Pero, ¿en qué consiste la ‘marca personal’? Los expertos la definen como la ‘huella’ que se deja en las demás personas, aquello que nos diferencia del resto. En este sentido, se muestran reacios a considerarlo como algo nuevo. Lo ‘nuevo’ es la situación del mercado laboral, que obliga a los profesionales a gestionar esa imagen de marca, para no ser profesionales de “marca blanca”, explica Andres Pérez Ortega a este diario, indistinguibles uno de otro y, por tanto, intercambiables.

Sin embargo, afirma, lo primero es tener claro el objetivo personal, y saber qué es lo que se puede ofrecer a los demás, pues en caso contrario, sólo se estará “vendiendo humo”. Una vez que se ha realizado ese trabajo de autoconocimiento “sales y lo cuentas”, resume.

Además, ante la falta de oferta del mercado laboral, cada vez es más común que los profesionales opten por el autoempleo y se hagan autónomos. “El mundo del trabajo está cambiando tanto que ya actualmente estamos migrando de trabajos y sueldos fijos a trabajar por proyectos y para más de una marca. Esto va a seguir así en el futuro. La creación de una marca personal se vuelve imprescindible para los profesionales en la medida en la que quieran destacar y diferenciarse”, asegura Marian Gómez Campoy, socia directora de MGC&Co. Public Relations.

“Las herramientas de comunicación han evolucionado de tal modo que ahora el boca-oreja es más rápido y eficaz, y lo que dices no solo se ve, sino que se puede enlazar, distribuir, reenviar y compartir”, afirma por su parte el profesor de Sistemas de Información de la IE Business School, Enrique Dans, que cree que la reputación estaba limitada “a los círculos profesionales en los que uno se movía”, mientras que ahora es mucho más fácil de exportar a otros ámbitos.

Los usuarios de las redes sociales, ya sea de forma espontánea, o dentro de una estrategia de marca personal, suelen compartir en sus diversos perfiles el fruto de su trabajo, de manera que redes sociales esencialmente ociosas, como Facebook, se convierten en ocasiones en auténticos escaparates profesionales. ¿Corre la red el peligro de convertirse en el lugar del autobombo?, ¿cómo diferenciarse y desarrollar una marca personal efectiva?

“Marca personal y autopromoción en la web no tienen nada que ver.
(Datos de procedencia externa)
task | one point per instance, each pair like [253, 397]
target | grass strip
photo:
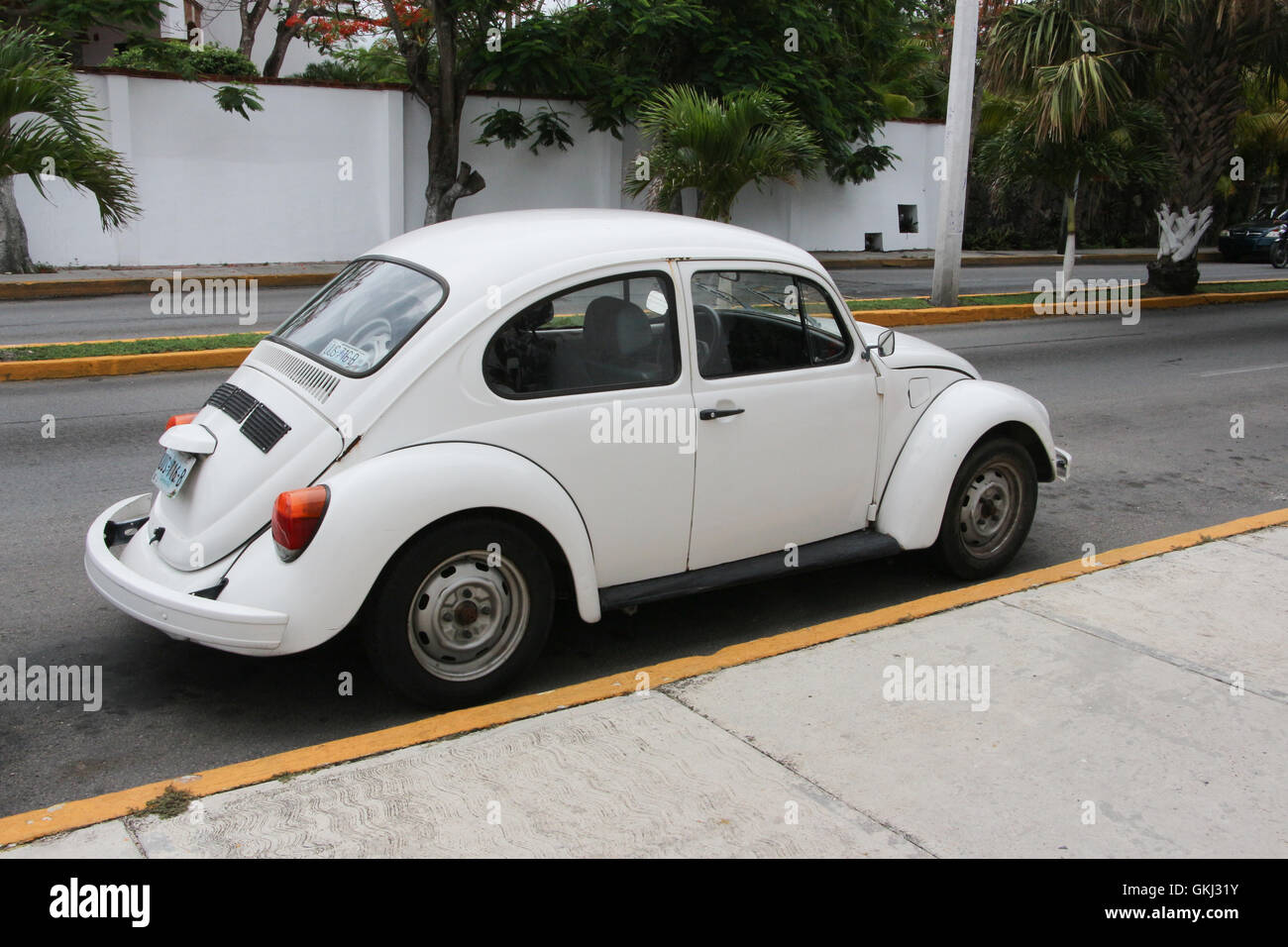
[1026, 298]
[137, 347]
Marca personal es lo que los demás dicen de ti, no lo que tratas de construir tú mismo. De nada sirve que uno tenga muy buena imagen de sí mismo si los demás piensan mayoritariamente que es un idiota o un inepto en su profesión”, asegura Enrique Dans. “Otra cosa”, continúa, “es que aprovechemos los medios de comunicación a nuestro alcance para magnificar lo bueno que se dice de nosotros o aquellas cosas que hacemos profesionalmente, o incluso personalmente, que consideramos pueden contribuir a nuestra buena imagen”.

Para Marian Gómez Campoy, lo que cuenta es la estrategia, y el único riesgo que detecta es “la desmotivación ante objetivos no cumplidos”, ya que “una marca personal no se crea en un mes”, y por tanto es necesario plantearse pequeños retos en un escenario temporal realista.
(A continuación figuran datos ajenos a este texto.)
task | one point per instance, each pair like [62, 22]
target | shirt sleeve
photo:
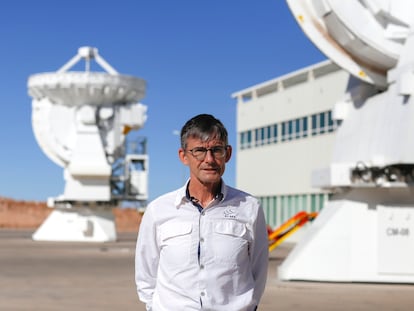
[260, 255]
[146, 259]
Otra derivada es la del coste que supone para el trabajador distinguirse con un sello personal, y mantenerlo, en términos de dinero, pero sobre todo de tiempo. Dans lo rechaza de plano, y dice que “se trata de ser profesional y construirse una reputación como siempre se ha hecho en cualquier sector”. Una hora al día es suficiente, según Gómez Campoy, que aboga por integrar la gestión de la marca “dentro de la rutina de trabajo y el ADN profesional”.
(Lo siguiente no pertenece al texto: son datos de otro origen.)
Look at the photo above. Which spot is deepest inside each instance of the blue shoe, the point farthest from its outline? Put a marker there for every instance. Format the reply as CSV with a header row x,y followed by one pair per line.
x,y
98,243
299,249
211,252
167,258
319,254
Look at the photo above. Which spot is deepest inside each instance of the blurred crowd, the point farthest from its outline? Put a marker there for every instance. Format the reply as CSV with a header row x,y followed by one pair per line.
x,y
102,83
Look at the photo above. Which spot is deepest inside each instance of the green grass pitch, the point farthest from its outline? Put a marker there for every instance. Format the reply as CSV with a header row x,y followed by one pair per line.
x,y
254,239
A pesar de que puede resultar algo extraño hablar de marca para referirse a individuos, los expertos consideran que nada tiene que ver con una mercantilización de la vida, sino de "vender lo que haces para no venderte tú”, según resume Pérez Ortega en su página web, donde expone sus teorías sobre la que es su especialidad, la estrategia de gestión de la marca personal.

No es difícil encontrarla. Basta 'googlear' las palabras "marca personal" para llegar a ella. De eso se trata.